Parameter	Description
Instance type	For Architecture, select GPU-accelerated instance and select an instance type. The `Spread` policy is effective only on nodes with multiple GPUs. Select an instance type with multiple GPUs.
Expected nodes	Specify the initial number of nodes in the node pool. Set this to 0 if you do not want to create nodes immediately.
Node label	Click to add the following two labels: Set Key to `ack.node.gpu.schedule` and Value to `cgpu`. This enables gpu sharing and gpu memory isolation. Set Key to `ack.node.gpu.placement` and Value to `spread`. This enables the `Spread` policy for the node.

Step 2: Submit a job

Log on to the ACK console. In the left navigation pane, click Clusters.
On the Clusters page, click the name of your cluster. In the left navigation pane, click Workloads > Jobs.

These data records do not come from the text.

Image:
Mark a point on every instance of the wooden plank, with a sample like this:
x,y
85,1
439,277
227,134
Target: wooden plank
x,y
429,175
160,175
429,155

In the upper-right corner of the page, click Create from YAML. Copy the following YAML content into the Template editor, modify the content as described in the comments, and click Create.

YAML details

apiVersion: batch/v1
kind: Job
metadata:
  name: tensorflow-mnist-spread
spec:
  parallelism: 3
  template:
    metadata:
      labels:
        app: tensorflow-mnist-spread
    spec:
      nodeSelector:
         kubernetes.io/hostname: <NODE_NAME> # Replace <NODE_NAME> with the name of a GPU node in your cluster to better observe the effect, for example, cn-shanghai.192.0.2.109.
      containers:
      - name: tensorflow-mnist-spread
        image: registry.cn-beijing.aliyuncs.com/ai-samples/gpushare-sample:tensorflow-1.5
        command:
        - python
        - tensorflow-sample-code/tfjob/docker/mnist/main.py
        - --max_steps=100000
        - --data_dir=tensorflow-sample-code/data
        resources:
          limits:
            aliyun.com/gpu-mem: 4 # Requests 4 GiB of gpu memory.
        workingDir: /root
      restartPolicy: Never

YAML file description:

This YAML file defines a Job that uses the TensorFlow MNIST sample. The Job creates three Pods, and each Pod requests 4 GiB of gpu memory.
A Pod requests 4 GiB of gpu memory by defining aliyun.com/gpu-mem: 4 in the resources.limits section of the Pod specification.
To observe the effect on a single node, the YAML file adds a nodeSelector, kubernetes.io/hostname: <NODE_NAME>, to schedule the Pods to a specific node.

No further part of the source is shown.